Emma Walmsley - GlaxoSmithKline Plc

Management

Thanks, David. Next question, please.

Operator

Operator

Thank you. Your next question is from the line of Richard Parkes with Deutsche Bank. Please go ahead.

Richard Parkes - Deutsche Bank AG

Analyst

Hi. Thank you very much for taking my questions. Firstly, on the Ellipta portfolio, obviously, Anoro and Breo were a bit below expectations this quarter. I know obviously there were some rebate adjustments there. But I'm just wondering if you could talk through what continues to surprise there. And, in addition, Breo U.S. sales seem to be trending a little bit below prescription growth. I'm wondering how much of the price pressure you're seeing is spilling over into the new portfolio and what we should expect on that Ellipta portfolio in terms of price going into 2018. Second question, I wondered if you could just comment over industry consumer and OTC trends. Obviously you've reduced your midterm guidance. 3Q was a little bit better than expected.

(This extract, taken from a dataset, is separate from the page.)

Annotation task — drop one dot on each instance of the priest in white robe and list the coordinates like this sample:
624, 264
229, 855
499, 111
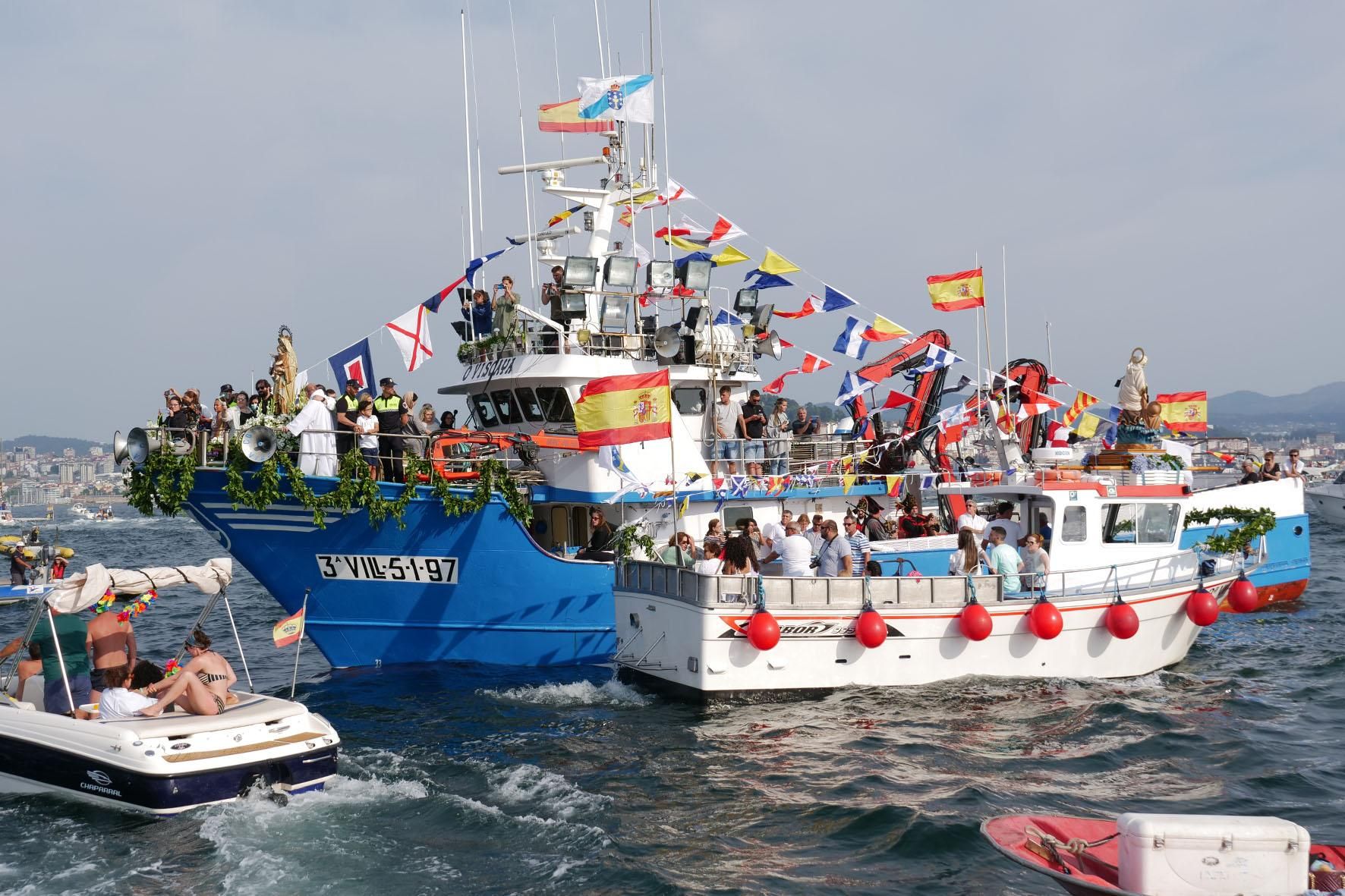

But there seems to be a slowing across the industry, and I'm wondering if you could comment, in the U.S. in particular, whether you see that as a structural change given the impact of things like e-commerce, and how you might adjust your strategy to cope with that. Then finally, I think, a pipeline one. On the BCMA ADC antibody, I think – looks like we'll get data at ASH, by the sounds of it. We've previously seen some pretty robust responses, but with dose-limiting toxicity that looks like it might be a bit more challenging than with other new drugs like Darzalex, I'm just wondering whether you feel that really limits the drug's potential to the refractory setting and how you think about that market opportunity and how that will evolve given likely highly effective new first-line regimens that are coming through in the near-term horizon in multiple myeloma. Thanks so much.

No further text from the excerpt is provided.